今度は王様が微笑みながら話しかけてくる。
「何をとぼけておるのだ。」
「と、とぼけるって・・・」
「姫、あなたに話しかけているのですよ。」
お后様がが未夢の手をとった。
「えー!!?私が姫!?」
未夢の大きな声に王様もお后様もきょとんとする。
すご〜い!私がお姫様なんだ〜。でもこれ何の話なんだろう?ま、いっか〜♪私、今お姫様なんだし〜♪
とか何とか言いながら、嬉しそうにくるくる回る未夢。
そんな未夢を見て。
「どうしたの?おかしな姫ね。」
「まったくだ。」
クスクス笑う二人。
未夢はなんだか恥ずかしくなってえへへ〜と頭に手をやる。
「わしらは、これから用事で出かけてくる。」
「姫。一人で知らないところへ行ってはいけませんよ。」
「?はーい!」
そして、王様とお后様は馬車で出発した。
゜+.゜☆*。
未夢は庭を歩いていた。
庭のあちこちに綺麗な花が沢山咲いていて。
果物も沢山生っていて。
楽しくて、さっきまで走り回っていたのだ。
「ん〜、ちょっと休憩。」
未夢は近くの芝の上に腰掛けた。
すると。
カタン、コットン。
と、どこかから楽しそうな音が聞こえてくる。
未夢は、首をかしげて辺りをキョロキョロ見回した。
(何の音?)
未夢は立ち上がり、音のする方へと歩いていった。
゜+.゜☆*。
音は庭のはずれにある、古い塔から響いていた。
入り口にはドアが付いていなかったので、外まで音が響いていた。
未夢は好奇心に駆られ塔の階段を登っていく。
カタン、コットン。
一番上にある小さな部屋で、一人の女の人が、何か木で出来た機械をまわしている。
その機械からはどんどん糸が出来上がってく。
「あの、すいません」
未夢が声をかけると女の人はくるりと振り返った。
ふわりと綺麗なピンクの髪が揺れる。
「ク、クリスちゃん!?」
「まぁ、未夢ちゃん!」
二人で同時に声を上げた。
「クリスちゃんこんなところで何してるの?」
「わたくしは、なんだか気が付いたらここにいて、糸車を回して糸を作っていましたの。
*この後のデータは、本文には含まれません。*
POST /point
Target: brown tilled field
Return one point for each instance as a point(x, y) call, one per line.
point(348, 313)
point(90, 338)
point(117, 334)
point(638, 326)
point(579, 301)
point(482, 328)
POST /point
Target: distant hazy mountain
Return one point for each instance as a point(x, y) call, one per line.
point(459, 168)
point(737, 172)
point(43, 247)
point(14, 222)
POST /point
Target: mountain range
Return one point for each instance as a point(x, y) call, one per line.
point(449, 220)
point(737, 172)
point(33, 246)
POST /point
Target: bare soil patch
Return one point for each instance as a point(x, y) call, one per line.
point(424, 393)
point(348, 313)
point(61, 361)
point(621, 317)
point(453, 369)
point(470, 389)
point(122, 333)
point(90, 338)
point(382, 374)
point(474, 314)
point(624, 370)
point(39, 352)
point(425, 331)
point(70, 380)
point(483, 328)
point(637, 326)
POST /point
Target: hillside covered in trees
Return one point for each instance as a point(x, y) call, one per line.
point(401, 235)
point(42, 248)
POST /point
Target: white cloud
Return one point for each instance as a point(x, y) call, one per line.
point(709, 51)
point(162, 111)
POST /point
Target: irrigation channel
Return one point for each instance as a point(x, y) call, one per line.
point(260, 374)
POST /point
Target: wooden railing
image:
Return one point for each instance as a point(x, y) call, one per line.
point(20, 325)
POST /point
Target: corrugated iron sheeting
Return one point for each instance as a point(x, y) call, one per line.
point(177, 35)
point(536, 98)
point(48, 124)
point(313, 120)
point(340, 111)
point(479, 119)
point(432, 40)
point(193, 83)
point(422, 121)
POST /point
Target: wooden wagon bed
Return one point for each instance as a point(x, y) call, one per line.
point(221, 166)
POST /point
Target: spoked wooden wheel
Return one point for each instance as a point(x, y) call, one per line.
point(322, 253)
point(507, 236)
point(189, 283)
未夢ちゃんは?」
「あ、私は、気がついたら庭にいて、音がしたからこっちにきたの。」
「そうでしたの。」
「クリスちゃん、糸も作れるんだね!」
すごいね〜、と言いながらニコニコしている未夢。
クリスは微笑みながら首をかしげて。
「簡単ですわよ。未夢ちゃんもやってみます?」
未夢は目を輝かせた。
「うん!」
そういって未夢も、クリスがやっていたように糸車を回してみた。
だがうまくいかない。
「う〜ん。うまくいかないよ〜」
悪戦苦闘する未夢。
側で、微笑みながら作り方を説明しているクリス。
やはりうまくいかない。
その時、クリスの一緒にやってみますか?という提案に未夢は、先ほどのように目を輝かせた。
「でわ、未夢ちゃんはそちらを回してくださいな。」
「うん!」
未夢が糸車を回したその時。
チクッ!
針が指に刺さり、未夢はそばにあった粗末なベッドに倒れてしまった。
「未夢ちゃん!」
クリスが未夢に駆け寄る。
が、未夢は起きない。
「しっかりして!未夢ちゃん!大変ですわ…今人を呼んできますね!」
そう言い残してクリスは走って塔を降りた。
すると、ポン!っと音がして部屋にルゥがあらわれた。
「きゃぁーい!」
ルゥが、持っていた魔法の杖を振ると、キラキラ光る粉が降りはじめる。
すると、未夢が倒れた粗末なベッドが輝きだした。
キラキラ光る粉は、あっというまに渦になってお城中を包みこむ。
その時、ちょうど帰ってきた王様とお后様は広間の椅子で眠り始めていた。
家来やコックも眠って動かなくなり、庭では犬も猫も、小鳥もリスも眠っている。
風も止み、全てのものが眠ったお城の周りに、いばらが伸び。
みるみるうちにお城は、茨に覆われてしまったのだ。